Mesenchymal stem cells in the treatment of spinal cord injuries: A review

Venkata Ramesh Dasari, Krishna Kumar Veeravalli, Dzung H Dinh, Venkata Ramesh Dasari, Krishna Kumar Veeravalli, Dzung H Dinh

Abstract

With technological advances in basic research, the intricate mechanism of secondary delayed spinal cord injury (SCI) continues to unravel at a rapid pace. However, despite our deeper understanding of the molecular changes occurring after initial insult to the spinal cord, the cure for paralysis remains elusive. Current treatment of SCI is limited to early administration of high dose steroids to mitigate the harmful effect of cord edema that occurs after SCI and to reduce the cascade of secondary delayed SCI. Recent evident-based clinical studies have cast doubt on the clinical benefit of steroids in SCI and intense focus on stem cell-based therapy has yielded some encouraging results. An array of mesenchymal stem cells (MSCs) from various sources with novel and promising strategies are being developed to improve function after SCI. In this review, we briefly discuss the pathophysiology of spinal cord injuries and characteristics and the potential sources of MSCs that can be used in the treatment of SCI. We will discuss the progress of MSCs application in research, focusing on the neuroprotective properties of MSCs. Finally, we will discuss the results from preclinical and clinical trials involving stem cell-based therapy in SCI.

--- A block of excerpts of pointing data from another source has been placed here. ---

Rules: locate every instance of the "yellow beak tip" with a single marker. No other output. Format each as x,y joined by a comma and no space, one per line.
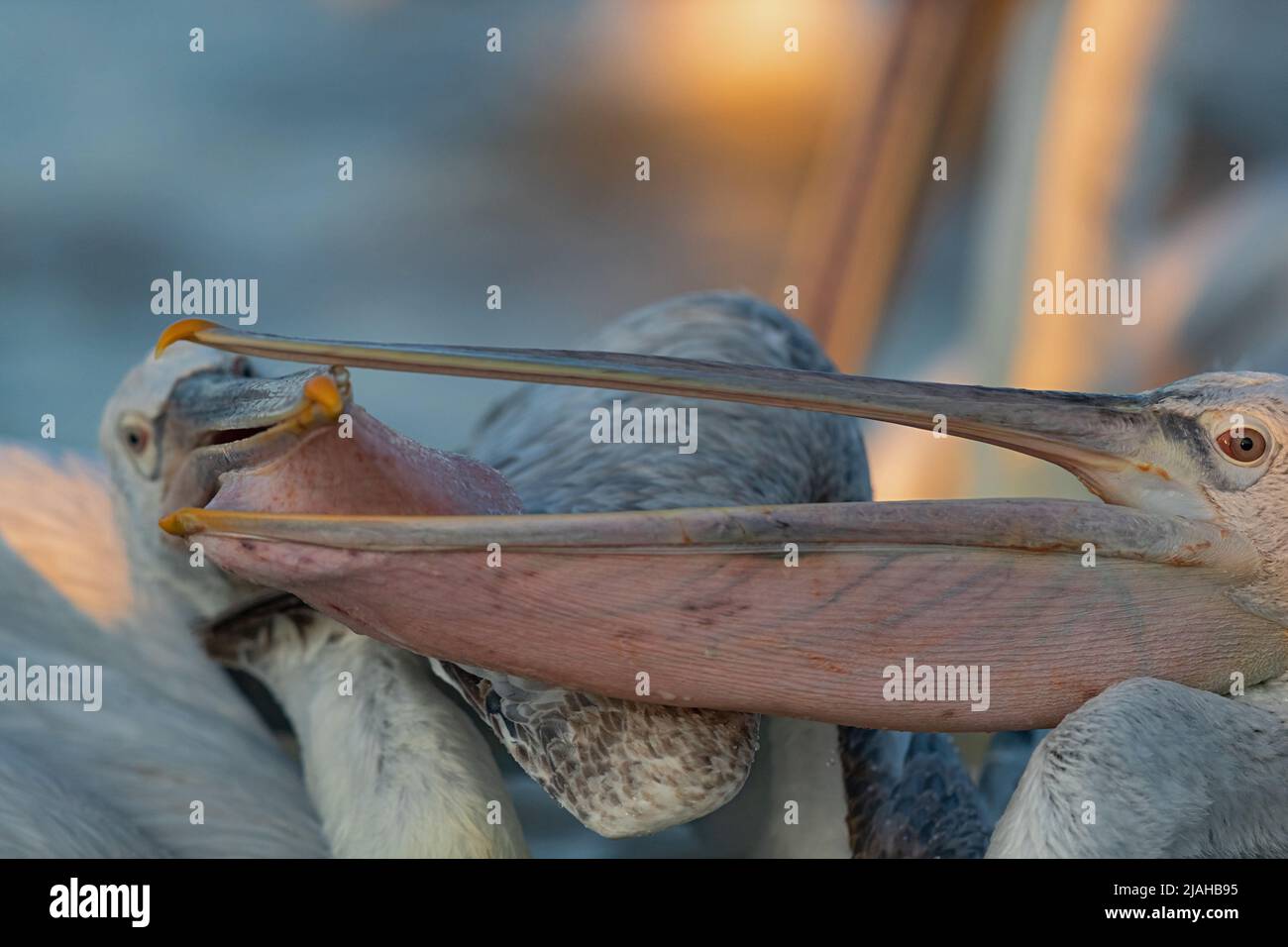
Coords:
181,330
175,523
323,392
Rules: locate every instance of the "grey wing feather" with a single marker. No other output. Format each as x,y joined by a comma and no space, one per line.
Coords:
909,796
1155,770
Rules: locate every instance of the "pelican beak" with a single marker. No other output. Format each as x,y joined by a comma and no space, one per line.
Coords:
949,615
231,420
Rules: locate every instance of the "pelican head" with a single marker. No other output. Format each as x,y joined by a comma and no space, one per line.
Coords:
1180,574
174,424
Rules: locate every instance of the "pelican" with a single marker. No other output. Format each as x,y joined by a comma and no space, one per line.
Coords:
1179,575
176,762
623,767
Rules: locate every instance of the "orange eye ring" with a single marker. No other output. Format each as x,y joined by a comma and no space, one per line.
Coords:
1245,450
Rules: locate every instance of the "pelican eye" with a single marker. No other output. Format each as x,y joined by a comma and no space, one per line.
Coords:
1245,447
137,440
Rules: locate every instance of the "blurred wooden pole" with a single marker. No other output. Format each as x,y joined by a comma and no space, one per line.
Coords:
855,221
1094,112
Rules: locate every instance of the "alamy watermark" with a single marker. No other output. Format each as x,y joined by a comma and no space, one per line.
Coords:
55,684
649,425
179,296
1076,296
941,684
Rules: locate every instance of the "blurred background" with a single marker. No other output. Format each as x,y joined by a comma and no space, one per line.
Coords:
768,169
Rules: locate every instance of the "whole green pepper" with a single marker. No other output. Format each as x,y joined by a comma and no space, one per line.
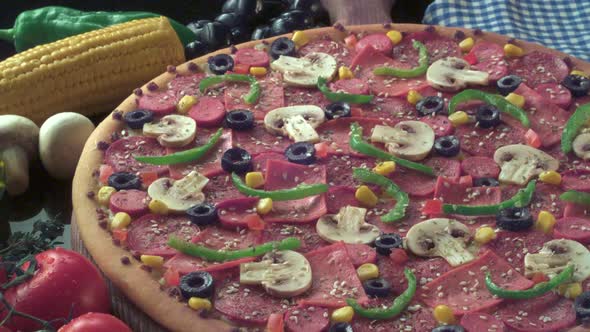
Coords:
48,24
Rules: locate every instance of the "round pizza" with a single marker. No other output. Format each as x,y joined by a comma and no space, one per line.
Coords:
372,178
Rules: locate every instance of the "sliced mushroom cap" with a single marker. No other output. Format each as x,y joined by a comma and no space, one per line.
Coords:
452,74
306,70
172,130
348,226
410,140
179,195
283,274
519,163
556,255
441,237
296,122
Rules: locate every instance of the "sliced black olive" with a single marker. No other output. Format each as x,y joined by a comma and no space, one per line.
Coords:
508,84
196,284
236,160
514,219
137,118
124,181
430,105
447,146
301,153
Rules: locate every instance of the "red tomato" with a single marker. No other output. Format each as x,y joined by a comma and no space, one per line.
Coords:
64,281
95,322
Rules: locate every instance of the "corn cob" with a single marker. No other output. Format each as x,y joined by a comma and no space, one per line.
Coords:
89,73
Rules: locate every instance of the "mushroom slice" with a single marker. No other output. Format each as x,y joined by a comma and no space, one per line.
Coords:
296,122
283,274
172,131
348,226
410,140
305,71
179,195
452,74
556,255
521,162
441,237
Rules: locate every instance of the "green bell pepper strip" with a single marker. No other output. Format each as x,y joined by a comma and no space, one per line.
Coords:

Keywords: Adipose tissue derived mesenchymal stem cells; Bone marrow stromal cells; Mesenchymal stem cells; Spinal cord injury; Umbilical cord derived mesenchymal stem cells.

Figures

Figure 1
Figure 1
Transmission electron micrographs of shiverer mice brain showing thin and fragmented myelin around the axons in control and WI-38- implanted mice. In contrast, human umbilical cord blood-derived mesenchymal stem cells-treated shiverer brains showing myelin with several layers. Images are representatives of the several sections obtained from 3 different animals (n = 3). Scale bar = 33000. Stem Cells Dev 2011; 20: 881-891.
Figure 2
Figure 2
Microarray analysis of apoptotic genes after spinal cord injury. Total RNA was extracted from sham control, 3-wk post-spinal cord injury (SCI), and 3-wk post-SCI plus human umbilical cord blood-derived mesenchymal stem cells (hUCBSC)-treated tissues, reverse-transcribed, and the corresponding cDNA was loaded into a 96-well plate. In each group, RNA from at least three different animals was pooled together. A and C: Representative scatter plots show the validity of the experiment and the expression level of each gene in the control vs injured and injured vs hUCBSC-treated samples; B and D: These 3D profile graphs show the fold difference in expression of each gene between sham control vs injured and injured vs hUCBSC-treated samples. These experiments were performed in duplicate (hUCBSC, human umbilical cord blood-derived mesenchymal stem cells; SCI, spinal cord injury). J Neurotrauma 2009; 26: 2057-2069.
Figure 3
Figure 3
Reduction of inflammation in human umbilical cord blood-derived mesenchymal stem cell-treated spinal cords of rats. Immunohistochemical comparison of control, injured (21 d after spinal cord injury) and human umbilical cord blood-derived mesenchymal stem cells-treated spinal cord sections was performed to analyze the expression of reactive astrocytes at the site of injury. GFAP immunoreactivity is more evident and is localized at the lesion epicenter in the injured spinal cords. Astrogliosis is reduced in human umbilical cord blood-derived mesenchymal stem cells-treated sections. SI: Site of injury. Neurobiol Dis 2009; 36: 200-212.